The tail stock should release when treated with the oils/lubes/,etc. Some light taps with a rod inside the tail stock should release the center.
Is the center in good condition?
Bill


----------



## Wildwood (Jul 22, 2012)

Take your knockout rod and insert in 3/8" tailstock hole gently tap it out from the tailstock.

May have some crud or surface rust in the tailstock quill. A shotgun bore brush with rod will help keep quill & morse taper clean & steel wool can help clean male morse tapers.

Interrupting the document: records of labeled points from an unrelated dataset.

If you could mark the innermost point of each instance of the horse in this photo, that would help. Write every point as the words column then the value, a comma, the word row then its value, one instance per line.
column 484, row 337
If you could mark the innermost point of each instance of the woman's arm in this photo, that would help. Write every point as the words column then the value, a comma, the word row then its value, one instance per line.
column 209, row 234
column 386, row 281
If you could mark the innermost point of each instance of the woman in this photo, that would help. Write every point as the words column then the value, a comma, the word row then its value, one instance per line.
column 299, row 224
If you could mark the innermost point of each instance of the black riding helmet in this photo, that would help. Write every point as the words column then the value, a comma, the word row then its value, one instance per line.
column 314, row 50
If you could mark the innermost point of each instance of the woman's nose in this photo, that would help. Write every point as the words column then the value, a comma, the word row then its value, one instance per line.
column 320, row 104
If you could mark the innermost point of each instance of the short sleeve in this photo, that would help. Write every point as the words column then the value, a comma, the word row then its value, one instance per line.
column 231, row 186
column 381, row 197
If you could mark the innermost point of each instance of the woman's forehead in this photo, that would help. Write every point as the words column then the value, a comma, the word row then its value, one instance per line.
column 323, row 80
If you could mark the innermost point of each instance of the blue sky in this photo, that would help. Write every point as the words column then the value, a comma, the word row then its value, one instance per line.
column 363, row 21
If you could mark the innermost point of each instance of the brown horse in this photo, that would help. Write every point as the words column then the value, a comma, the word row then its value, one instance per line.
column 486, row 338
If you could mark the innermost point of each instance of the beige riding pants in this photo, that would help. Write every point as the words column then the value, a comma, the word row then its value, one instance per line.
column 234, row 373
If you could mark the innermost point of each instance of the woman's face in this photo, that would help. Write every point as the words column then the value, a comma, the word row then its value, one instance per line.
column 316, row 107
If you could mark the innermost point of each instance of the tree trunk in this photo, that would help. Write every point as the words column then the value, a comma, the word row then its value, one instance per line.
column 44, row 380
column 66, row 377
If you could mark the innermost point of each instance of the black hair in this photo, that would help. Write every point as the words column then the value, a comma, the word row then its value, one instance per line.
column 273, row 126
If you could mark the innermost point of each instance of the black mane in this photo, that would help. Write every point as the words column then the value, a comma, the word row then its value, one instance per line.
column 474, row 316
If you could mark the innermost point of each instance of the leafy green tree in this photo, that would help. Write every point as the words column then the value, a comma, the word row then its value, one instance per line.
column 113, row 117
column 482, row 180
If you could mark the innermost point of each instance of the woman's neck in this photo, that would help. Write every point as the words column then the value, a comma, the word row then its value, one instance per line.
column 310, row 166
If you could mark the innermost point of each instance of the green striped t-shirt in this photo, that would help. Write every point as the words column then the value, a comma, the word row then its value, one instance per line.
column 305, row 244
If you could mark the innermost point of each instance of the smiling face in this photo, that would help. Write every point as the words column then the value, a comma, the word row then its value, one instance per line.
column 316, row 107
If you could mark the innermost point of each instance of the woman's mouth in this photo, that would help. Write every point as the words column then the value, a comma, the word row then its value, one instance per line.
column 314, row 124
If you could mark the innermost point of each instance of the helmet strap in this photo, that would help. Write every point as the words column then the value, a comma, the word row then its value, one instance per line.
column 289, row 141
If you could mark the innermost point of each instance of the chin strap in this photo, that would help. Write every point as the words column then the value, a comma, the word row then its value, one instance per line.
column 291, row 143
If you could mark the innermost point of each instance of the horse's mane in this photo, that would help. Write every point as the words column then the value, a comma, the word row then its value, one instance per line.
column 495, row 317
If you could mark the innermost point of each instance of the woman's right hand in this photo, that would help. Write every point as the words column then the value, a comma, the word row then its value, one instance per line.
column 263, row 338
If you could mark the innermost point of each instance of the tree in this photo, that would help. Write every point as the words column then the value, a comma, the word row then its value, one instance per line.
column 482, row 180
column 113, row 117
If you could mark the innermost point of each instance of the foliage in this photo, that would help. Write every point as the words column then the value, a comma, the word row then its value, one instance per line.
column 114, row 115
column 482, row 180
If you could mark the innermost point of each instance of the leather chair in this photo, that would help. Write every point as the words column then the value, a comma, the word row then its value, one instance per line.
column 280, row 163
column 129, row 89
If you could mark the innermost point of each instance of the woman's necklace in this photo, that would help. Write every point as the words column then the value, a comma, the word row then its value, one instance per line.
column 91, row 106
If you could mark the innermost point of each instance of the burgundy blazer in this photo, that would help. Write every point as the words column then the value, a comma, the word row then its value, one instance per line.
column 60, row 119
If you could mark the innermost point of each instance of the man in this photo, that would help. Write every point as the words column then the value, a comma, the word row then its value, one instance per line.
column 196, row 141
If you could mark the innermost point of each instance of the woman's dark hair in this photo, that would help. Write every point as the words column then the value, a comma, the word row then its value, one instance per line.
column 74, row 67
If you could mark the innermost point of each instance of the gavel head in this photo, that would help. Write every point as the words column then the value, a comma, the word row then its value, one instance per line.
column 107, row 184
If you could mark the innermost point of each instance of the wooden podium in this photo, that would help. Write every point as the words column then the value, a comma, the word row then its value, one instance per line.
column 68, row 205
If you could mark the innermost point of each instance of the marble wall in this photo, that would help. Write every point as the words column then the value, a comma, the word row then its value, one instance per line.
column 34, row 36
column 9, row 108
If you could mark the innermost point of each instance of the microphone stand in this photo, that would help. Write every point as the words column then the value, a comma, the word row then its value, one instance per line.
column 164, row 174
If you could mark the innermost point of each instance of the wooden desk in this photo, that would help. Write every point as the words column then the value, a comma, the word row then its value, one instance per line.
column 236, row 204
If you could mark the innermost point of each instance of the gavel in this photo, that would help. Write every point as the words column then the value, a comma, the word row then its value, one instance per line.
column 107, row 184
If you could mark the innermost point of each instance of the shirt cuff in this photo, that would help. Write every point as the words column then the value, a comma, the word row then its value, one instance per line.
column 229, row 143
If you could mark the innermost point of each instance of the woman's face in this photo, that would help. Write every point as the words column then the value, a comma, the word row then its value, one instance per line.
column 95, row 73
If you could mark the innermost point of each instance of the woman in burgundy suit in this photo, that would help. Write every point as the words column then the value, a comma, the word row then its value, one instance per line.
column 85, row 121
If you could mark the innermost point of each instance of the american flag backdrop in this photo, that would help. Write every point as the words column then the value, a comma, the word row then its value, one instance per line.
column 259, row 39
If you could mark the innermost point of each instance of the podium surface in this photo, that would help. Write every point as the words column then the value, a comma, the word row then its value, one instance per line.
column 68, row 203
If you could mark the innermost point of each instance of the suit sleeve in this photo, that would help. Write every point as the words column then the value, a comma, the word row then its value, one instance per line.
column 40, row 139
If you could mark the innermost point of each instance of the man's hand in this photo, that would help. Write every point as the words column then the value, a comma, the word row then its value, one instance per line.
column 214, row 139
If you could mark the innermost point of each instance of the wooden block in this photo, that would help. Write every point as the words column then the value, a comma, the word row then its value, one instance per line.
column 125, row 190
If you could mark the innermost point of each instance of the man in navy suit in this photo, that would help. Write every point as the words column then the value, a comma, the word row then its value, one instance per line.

Think tell you to hold live center & turn tailstock counter clockwise to X number of turns to eject live center.


----------



## Neilswoodcraft (Apr 18, 2016)

It doesn't self eject, or anything. I tried tapping it out with the knockout rod. All that did was knock off the live centers head an left the remaining parts on the lathe. It's jammed in good, not sure what exactly I did.


----------



## MrUnix (May 18, 2012)

If it won't self eject, then you could always just remove the quill completely and tap it out that way… extend the quill as far as it will go until it disengages the threaded rod and pull it out the rest of the way. Use a wood dowel or brass rod to tap it out through the other end of the quill. I have a live center that was made for a mini lathe, so it's too short to hit the threaded rod and self-eject when it's retracted. For that one, I have to remove the quill and tap it out manually as described. PITA, but it's the only way to get it out.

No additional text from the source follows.